Plans to introduce as many as 10 new models in India over the next five years.
General Motors (GM) has outlined an aggressive investment plan for India as well as its intention to consolidate its production facilities in the country. In a statement, the automaker said it planned to invest USD1 billion in India by 2020. The investment will go towards launching several new models and boosting the production capacity of its Talegaon manufacturing plant in Maharashtra. The plant currently has a production capacity of 130,000 units per annum (upa) and GM plans to boost this to 220,000 upa by 2025. The investment plan was announced by GM CEO Mary Barra, who said the move would create 12,000 new jobs at the automaker and its suppliers. The investment will "enable the facility to localize, industrialize and optimize its footprint to accommodate additional products for the domestic and export markets," according to the company. However, there are no plans to export vehicles from India to mature markets such as the United States. Funds will also be used to expand the automaker's dealership network.

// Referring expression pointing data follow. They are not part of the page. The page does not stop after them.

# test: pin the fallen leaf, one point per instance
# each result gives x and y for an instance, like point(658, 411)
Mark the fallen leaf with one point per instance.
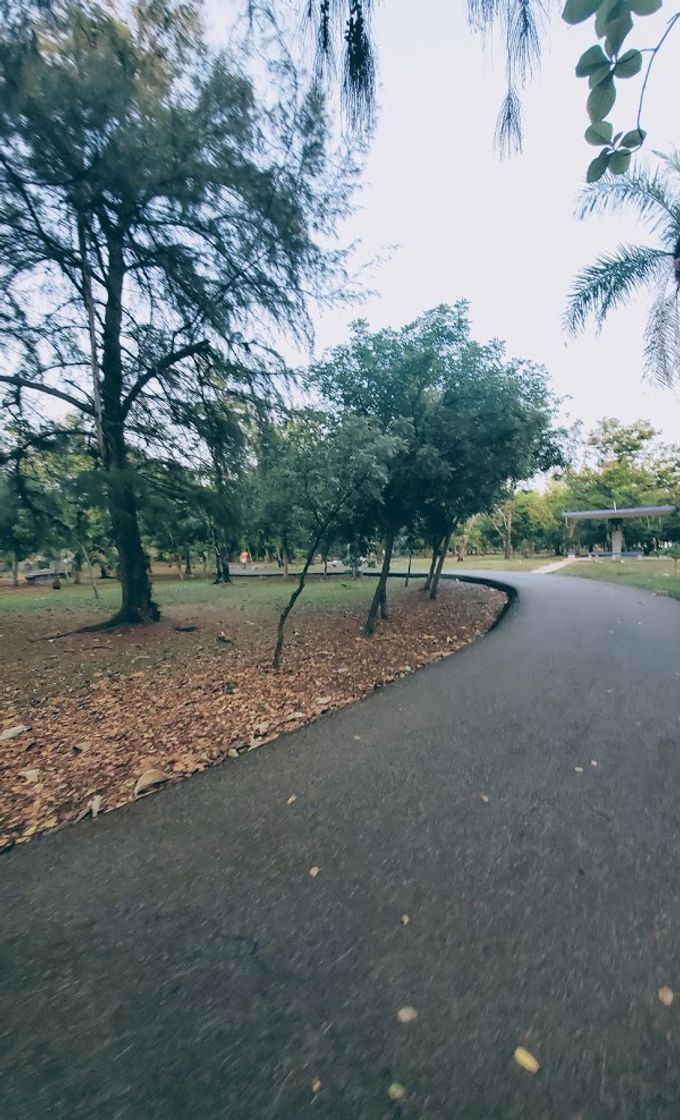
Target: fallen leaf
point(11, 733)
point(525, 1060)
point(30, 775)
point(397, 1092)
point(148, 780)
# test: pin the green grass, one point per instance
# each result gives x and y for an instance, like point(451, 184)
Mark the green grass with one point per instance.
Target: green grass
point(332, 594)
point(495, 562)
point(652, 574)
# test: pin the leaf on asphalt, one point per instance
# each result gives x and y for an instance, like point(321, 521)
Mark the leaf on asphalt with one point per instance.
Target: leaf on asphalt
point(148, 780)
point(525, 1060)
point(30, 775)
point(11, 733)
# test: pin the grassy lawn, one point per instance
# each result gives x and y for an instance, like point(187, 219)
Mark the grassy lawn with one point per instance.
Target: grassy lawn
point(495, 562)
point(334, 593)
point(654, 575)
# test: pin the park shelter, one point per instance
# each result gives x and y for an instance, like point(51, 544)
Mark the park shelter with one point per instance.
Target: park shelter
point(615, 519)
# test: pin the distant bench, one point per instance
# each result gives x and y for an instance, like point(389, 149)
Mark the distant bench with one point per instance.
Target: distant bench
point(44, 577)
point(597, 556)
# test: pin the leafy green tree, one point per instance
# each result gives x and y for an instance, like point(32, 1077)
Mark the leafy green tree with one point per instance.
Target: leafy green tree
point(167, 216)
point(468, 421)
point(616, 278)
point(329, 469)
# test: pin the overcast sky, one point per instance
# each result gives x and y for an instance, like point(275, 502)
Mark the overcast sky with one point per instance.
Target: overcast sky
point(500, 233)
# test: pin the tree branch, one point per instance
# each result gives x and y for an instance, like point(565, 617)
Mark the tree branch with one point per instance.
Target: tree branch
point(166, 363)
point(22, 383)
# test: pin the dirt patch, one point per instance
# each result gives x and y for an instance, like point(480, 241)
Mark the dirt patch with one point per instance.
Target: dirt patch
point(102, 709)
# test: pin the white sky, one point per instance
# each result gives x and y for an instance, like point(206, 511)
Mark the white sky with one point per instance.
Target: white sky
point(500, 233)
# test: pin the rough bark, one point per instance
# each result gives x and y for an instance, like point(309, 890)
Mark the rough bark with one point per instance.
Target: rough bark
point(298, 590)
point(137, 603)
point(435, 581)
point(428, 578)
point(380, 599)
point(90, 568)
point(406, 582)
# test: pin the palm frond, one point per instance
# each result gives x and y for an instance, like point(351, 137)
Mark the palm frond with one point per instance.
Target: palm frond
point(522, 36)
point(612, 280)
point(662, 339)
point(508, 137)
point(652, 196)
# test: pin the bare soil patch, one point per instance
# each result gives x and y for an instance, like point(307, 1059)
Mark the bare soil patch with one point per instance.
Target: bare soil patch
point(103, 709)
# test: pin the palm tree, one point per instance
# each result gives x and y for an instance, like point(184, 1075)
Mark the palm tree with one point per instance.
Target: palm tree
point(616, 277)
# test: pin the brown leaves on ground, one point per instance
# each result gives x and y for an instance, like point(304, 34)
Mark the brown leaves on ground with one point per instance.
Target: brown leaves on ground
point(99, 712)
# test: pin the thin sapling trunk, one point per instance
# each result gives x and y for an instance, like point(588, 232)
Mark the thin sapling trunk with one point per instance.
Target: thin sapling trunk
point(298, 590)
point(380, 599)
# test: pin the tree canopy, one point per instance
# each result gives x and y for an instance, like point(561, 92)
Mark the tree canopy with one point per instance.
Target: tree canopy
point(158, 221)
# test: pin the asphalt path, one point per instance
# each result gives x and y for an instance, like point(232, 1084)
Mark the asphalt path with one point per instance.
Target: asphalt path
point(176, 960)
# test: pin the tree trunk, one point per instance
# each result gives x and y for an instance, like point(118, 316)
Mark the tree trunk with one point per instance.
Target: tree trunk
point(406, 582)
point(432, 566)
point(435, 582)
point(90, 568)
point(298, 590)
point(137, 603)
point(380, 599)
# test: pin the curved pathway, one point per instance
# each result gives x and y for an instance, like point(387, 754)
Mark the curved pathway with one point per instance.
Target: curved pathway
point(175, 960)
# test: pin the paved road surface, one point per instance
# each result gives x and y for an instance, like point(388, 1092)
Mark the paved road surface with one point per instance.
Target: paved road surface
point(175, 960)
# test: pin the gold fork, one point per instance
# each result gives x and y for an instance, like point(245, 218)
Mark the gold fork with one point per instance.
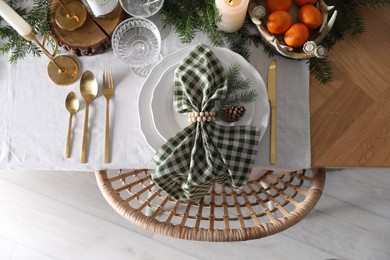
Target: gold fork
point(108, 92)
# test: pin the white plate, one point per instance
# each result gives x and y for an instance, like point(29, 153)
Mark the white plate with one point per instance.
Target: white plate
point(166, 120)
point(153, 138)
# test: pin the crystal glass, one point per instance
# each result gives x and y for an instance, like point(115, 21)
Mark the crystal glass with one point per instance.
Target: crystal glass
point(137, 42)
point(142, 8)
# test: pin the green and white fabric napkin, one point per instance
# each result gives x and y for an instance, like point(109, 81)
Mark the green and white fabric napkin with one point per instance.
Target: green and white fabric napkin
point(204, 152)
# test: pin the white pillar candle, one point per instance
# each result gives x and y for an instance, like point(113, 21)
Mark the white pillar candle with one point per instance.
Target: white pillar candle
point(233, 13)
point(14, 19)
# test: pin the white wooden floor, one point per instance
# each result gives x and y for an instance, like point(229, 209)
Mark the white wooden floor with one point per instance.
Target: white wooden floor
point(62, 215)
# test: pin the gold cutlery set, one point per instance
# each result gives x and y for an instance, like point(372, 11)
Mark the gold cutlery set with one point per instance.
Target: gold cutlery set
point(89, 90)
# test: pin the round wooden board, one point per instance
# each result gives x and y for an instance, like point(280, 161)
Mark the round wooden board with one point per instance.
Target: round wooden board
point(92, 38)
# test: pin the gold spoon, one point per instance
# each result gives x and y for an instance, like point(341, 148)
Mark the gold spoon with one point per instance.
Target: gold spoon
point(88, 89)
point(72, 104)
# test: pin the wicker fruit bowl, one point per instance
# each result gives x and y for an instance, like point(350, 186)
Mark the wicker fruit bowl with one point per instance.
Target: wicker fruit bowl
point(312, 48)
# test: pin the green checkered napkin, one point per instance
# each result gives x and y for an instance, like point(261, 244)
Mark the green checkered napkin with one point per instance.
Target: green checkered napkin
point(203, 152)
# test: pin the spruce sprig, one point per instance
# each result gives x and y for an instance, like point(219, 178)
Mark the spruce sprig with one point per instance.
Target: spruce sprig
point(238, 90)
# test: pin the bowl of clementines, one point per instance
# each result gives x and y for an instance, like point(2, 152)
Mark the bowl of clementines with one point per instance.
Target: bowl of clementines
point(295, 28)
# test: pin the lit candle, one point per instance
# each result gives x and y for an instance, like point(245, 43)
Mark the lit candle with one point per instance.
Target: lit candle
point(14, 19)
point(233, 13)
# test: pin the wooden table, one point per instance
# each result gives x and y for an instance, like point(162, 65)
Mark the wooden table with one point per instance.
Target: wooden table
point(350, 117)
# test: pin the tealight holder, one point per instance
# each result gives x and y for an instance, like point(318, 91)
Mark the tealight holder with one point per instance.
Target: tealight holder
point(62, 70)
point(70, 15)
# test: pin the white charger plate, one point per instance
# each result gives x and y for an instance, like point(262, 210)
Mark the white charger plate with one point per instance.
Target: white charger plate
point(161, 72)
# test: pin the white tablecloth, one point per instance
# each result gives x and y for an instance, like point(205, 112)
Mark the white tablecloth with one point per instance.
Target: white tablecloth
point(34, 120)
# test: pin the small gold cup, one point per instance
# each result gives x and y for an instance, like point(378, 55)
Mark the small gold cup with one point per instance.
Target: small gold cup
point(70, 15)
point(62, 70)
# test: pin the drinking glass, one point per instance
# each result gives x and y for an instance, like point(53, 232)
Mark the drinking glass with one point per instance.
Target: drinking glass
point(137, 42)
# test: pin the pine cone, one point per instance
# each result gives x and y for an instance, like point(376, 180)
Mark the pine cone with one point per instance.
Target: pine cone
point(232, 114)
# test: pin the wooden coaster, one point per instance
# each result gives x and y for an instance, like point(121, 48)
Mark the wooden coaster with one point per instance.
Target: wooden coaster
point(92, 38)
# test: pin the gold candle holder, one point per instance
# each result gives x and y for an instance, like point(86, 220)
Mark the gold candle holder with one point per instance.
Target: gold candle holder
point(70, 15)
point(62, 70)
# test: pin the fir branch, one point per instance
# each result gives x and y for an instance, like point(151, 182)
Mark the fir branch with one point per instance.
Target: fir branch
point(243, 97)
point(211, 17)
point(321, 69)
point(238, 92)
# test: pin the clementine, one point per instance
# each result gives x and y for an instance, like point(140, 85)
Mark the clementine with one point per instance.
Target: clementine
point(304, 2)
point(310, 16)
point(297, 35)
point(278, 22)
point(278, 5)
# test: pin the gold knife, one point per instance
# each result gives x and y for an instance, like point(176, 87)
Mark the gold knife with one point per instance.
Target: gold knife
point(272, 101)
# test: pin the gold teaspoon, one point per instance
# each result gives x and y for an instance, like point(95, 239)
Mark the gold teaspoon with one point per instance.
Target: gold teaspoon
point(72, 104)
point(88, 89)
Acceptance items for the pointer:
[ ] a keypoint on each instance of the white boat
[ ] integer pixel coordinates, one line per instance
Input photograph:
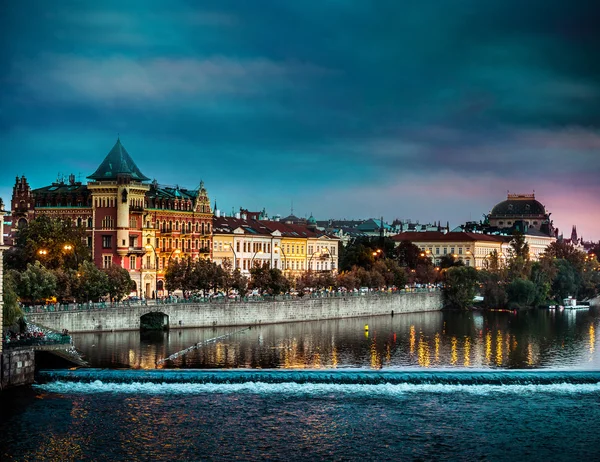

The investment is part of the automaker's USD5-billion push in emerging markets announced earlier this week. Under its investment plan, the automaker aims to roll out 10 new locally produced Chevrolet models in India over the next five years. These include the Trailblazer sport utility vehicle (SUV) and the Spin multi-purpose vehicle (MPV), which will be introduced in 2015 and 2017, respectively. Several spy images of the Chevrolet Trailblazer have emerged online, alluding to the imminent launch of the vehicles. "The vehicles will be manufactured and sold in India and will feature striking styling that has never been seen here before. They will also be exported worldwide. With this investment, our aim is to double our market share in India by 2020," the company said in its statement.
The automaker also said it would shutter the Halol plant in Gujarat that currently produces the Tavera and Enjoy MPVs. The plant, employing 1,100 people, is expected to be closed by the second half of 2016, according to the automaker. "Consolidating our manufacturing in a single location in India will support the long-term sustainability of our business in a challenging emerging market," said Arvind Saxena, president and managing director of GM India. GM claims to have discussed the matter with affected workers, although a report in the Mint business daily indicates that this could become a difficult issue for the company. "This is a unique case of exploitation as workers will be forced to look for another job. We will fight and take the matter to court," the report quotes Nihil Mehta, general secretary of the Gujarat Kamdar Mandal, as saying. The union represents 900 workers at the plant.
Outlook and implications
This is a big investment push by GM, which claims to have already invested USD1 billion in its Indian operations since 1996. Consolidation of production capacity is central to GM's plan, even though the move comes at a time when its big competitors are expanding their manufacturing presence in the country. In recent years, Maruti Suzuki, Honda, and Ford have set up, or are in the process of establishing, new factories. Another competitor, Hyundai, is also considering opening a new manufacturing plant in the country. The closure of the Halol plant will effectively halve GM's production capacity in the intermediate term.
A mixture of sluggish market conditions and regulatory changes has made GM a marginal player in India over the past couple of years. The government's decision to gradually remove subsidies on diesel fuel in early 2013 was a big setback for GM, which relied excessively on diesel vehicles to drive sales in India. Meanwhile, accusations of corporate fraud relating to non-compliant engines dented the automaker's reputation in the country.
In the first six months of 2015, the automaker sold 21,792 units in India, a massive decline of 34.2% y/y. In the same period, India's passenger vehicle market grew 5% y/y. Although its local sales are dwindling, GM hopes to capitalise on its export strategy, which makes financial sense since a weak rupee makes exports advantageous. GM India is planning to export almost 30% of its total production until 2017, even though it is a latecomer in this regard. Starting from a low base, the automaker aims to increase its overseas shipments to 20,000 units in 2015 and 40,000 units in 2016 and 2017.
With its plant utilisation rates declining, it was important for GM to stop production at one of its two Indian facilities. The decision to close the Halol plant is a bitter pill that GM hopes will be able to cure its ailments in India. However, much will depend on its product plans. GM has had some success with the Beat that was launched in 2010, but this has eventually been overshadowed by newer competitors. In subsequent years, its rebadged Chinese offerings have also failed to attract customers. The same is true of the Enjoy MPV. Looking ahead, it aims to enter new and growing segments such as compact SUVs, but GM will essentially be a latecomer here and IHS Automotive expects Maruti Suzuki, Hyundai, and Mahindra & Mahindra (M&M) to emerge as the biggest winners in this segment by 2018.